Thursday 7 April 2011

TCC Questions from students from St Richards Gwyn in Flint

Accountability meeting questions St. Richard Gwyn


What changes will you put in place if elected, to ensure suitable jobs for those lucky enough to graduate?

3 main areas, training, plan for growth and encouraging regeneration in local communities in Wales.

5000 training grants a year

Its a valid concern, many employeers are concerned about the relative skills shortage in Wales. Its a fact that other countries have skills and productivity that are higher – this stems partially from underfunding in education but thats another conversation! We need to ensure that the high level of youth unemployement in Wales attracts employeers who see the potential in Welsh youth. We will offer grants of up to £2000 to employeers who take on an unemployed person who is aged under 25 and has a training need. The employer will apply for this grant and we will ensure that the grant is for training that will benefit the Welsh economy. For example we wouldnt allow funding of courses in areas that are over subscribed or are not relevant to the area (gold mining!). This will ensure that companies are encouraged to help people get a foot hold on a career AND it helps them!

As liberal democrats we are not going to have a top down approach to which courses we are going to fund. Quite frankly we are not all experts in the next big business field and it would be arrogant to think so, therefore we will be open minded to what companies want to use the grant for. This training can be in whatever form the companies want – assuming it passes our earlier criteria – if they want it to be academic, masters based, PHD etc that is fine if it brings prosperity, if they want it to be an accredited courses from a further education college again that is fine as well.

If there is an over demand for this scheme (which we expect as it is a good scheme for individuals, companies AND Wales) we will focus it on small businesses as they are often times the groups that need the leg up – larger companies can swallow the cost themselves. This grant is good for youth unemployment and it will ensure that people have a chance at becoming whatever they want to be in a vibrant Welsh economy.

Welsh Stock Exchange/Jobs and Growth Innovation Programme

We will ensure that businesses in Wales have the access to capital that unfortunately isnt always there from banks. The Welsh Stock Exchange will ensure that small businesses become growing businesses which ultimately become HIRING businesses. This is a long term plan and will ensure that we are helping people start their careers for years to come.

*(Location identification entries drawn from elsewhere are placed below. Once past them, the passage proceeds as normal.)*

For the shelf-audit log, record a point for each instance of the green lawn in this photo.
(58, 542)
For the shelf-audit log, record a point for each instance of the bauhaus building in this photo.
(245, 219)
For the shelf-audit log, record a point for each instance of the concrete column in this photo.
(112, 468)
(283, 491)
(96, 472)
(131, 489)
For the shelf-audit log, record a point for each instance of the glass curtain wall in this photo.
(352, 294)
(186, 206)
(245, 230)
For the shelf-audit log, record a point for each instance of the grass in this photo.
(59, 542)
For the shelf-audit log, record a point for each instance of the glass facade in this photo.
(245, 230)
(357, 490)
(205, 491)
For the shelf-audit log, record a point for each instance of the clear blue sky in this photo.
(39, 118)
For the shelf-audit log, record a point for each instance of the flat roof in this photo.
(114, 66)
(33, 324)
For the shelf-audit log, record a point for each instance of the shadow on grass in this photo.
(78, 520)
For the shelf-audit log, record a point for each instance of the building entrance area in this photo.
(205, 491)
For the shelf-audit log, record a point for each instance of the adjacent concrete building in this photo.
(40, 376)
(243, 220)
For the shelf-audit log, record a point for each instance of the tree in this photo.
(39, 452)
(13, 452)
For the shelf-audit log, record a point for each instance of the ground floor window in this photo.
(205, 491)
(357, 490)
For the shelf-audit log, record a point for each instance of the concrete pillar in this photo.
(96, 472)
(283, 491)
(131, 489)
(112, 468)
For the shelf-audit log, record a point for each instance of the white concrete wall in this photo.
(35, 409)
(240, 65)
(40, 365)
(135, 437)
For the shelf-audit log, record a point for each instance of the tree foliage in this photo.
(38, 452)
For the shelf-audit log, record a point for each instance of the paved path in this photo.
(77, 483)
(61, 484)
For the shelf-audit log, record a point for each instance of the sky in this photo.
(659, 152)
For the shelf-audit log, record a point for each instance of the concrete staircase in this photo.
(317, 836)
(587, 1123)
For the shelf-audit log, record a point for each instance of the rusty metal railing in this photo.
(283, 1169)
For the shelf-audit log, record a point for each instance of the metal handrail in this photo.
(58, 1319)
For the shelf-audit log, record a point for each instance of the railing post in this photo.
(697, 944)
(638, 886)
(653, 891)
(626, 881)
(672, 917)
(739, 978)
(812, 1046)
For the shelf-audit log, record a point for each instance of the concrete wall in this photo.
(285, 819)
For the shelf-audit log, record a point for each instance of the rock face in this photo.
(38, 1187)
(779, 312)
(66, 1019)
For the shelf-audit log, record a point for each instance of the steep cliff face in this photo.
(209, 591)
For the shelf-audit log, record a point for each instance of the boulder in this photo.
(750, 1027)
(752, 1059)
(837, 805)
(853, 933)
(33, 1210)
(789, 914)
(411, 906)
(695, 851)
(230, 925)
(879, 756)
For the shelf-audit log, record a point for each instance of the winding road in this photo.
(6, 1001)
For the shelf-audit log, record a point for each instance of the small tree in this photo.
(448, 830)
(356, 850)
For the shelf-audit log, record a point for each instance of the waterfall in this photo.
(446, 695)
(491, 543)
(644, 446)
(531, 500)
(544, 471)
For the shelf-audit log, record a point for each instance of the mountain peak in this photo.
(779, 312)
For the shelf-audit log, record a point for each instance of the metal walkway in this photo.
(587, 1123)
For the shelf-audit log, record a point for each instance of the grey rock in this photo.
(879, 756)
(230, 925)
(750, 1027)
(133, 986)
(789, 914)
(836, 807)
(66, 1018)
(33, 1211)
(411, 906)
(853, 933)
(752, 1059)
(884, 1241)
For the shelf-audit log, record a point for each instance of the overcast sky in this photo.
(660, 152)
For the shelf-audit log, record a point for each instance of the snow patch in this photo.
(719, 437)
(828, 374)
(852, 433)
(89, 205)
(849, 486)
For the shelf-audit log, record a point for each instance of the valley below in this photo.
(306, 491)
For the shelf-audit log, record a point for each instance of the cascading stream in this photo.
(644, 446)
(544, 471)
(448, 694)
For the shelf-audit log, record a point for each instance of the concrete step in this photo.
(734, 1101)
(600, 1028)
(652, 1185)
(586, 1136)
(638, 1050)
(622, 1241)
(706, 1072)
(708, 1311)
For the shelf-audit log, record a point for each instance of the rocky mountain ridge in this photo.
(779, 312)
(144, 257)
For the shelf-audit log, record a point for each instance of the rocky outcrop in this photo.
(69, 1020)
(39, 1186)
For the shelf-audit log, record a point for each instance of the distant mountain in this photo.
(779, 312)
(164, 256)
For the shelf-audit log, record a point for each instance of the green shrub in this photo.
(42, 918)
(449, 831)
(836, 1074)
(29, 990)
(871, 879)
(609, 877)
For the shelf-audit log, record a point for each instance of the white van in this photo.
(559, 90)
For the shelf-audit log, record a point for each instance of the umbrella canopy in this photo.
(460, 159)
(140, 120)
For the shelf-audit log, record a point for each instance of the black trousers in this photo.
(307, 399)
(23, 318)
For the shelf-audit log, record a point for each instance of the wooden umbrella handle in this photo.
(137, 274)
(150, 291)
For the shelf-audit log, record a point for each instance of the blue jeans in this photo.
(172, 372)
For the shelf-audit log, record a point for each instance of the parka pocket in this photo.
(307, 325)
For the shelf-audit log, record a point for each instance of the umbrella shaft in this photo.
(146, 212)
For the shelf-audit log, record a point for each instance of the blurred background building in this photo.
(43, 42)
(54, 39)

We will also establish a Jobs and Growth Innovation Fund (worth £20m a year) that will have specific remit to fund new and modern tech and invest in new programmes that will make sure that modern business have infrastructure and facilites to create jobs in Wales. This money can be used to fund research for green industries (which make no doubt IS the next multi billion £ sector), aerospace firms like Airbus in Broughton or to help build infrastructure and skills in new and growing areas. Finally the Welsh Lib Dems will encourage this money to be used for smaller businesses to get business mentoring to help them grow and become the next companies to provide us with Dragons on Dragons Den or to allow universities to develop intellectual property which means that Wales can increase the number of patents we have based here – again bringing money into Wales which will ensure that jobs are available for people in Flintshire for years to come

Council Regeneration

Finally there will also be chances for Local Authorities to attract jobs to the local area. We believe that by giving councils new powers to regenerate areas through what they receive in business rates. This model is already being used in Scotland and is being looked at by England – We have been left behind with this and its a travesty. If we can encourage local authorities to fund business regeneration it will encourage jobs and will ensure that younger people neednt fear a live being unable to contribute.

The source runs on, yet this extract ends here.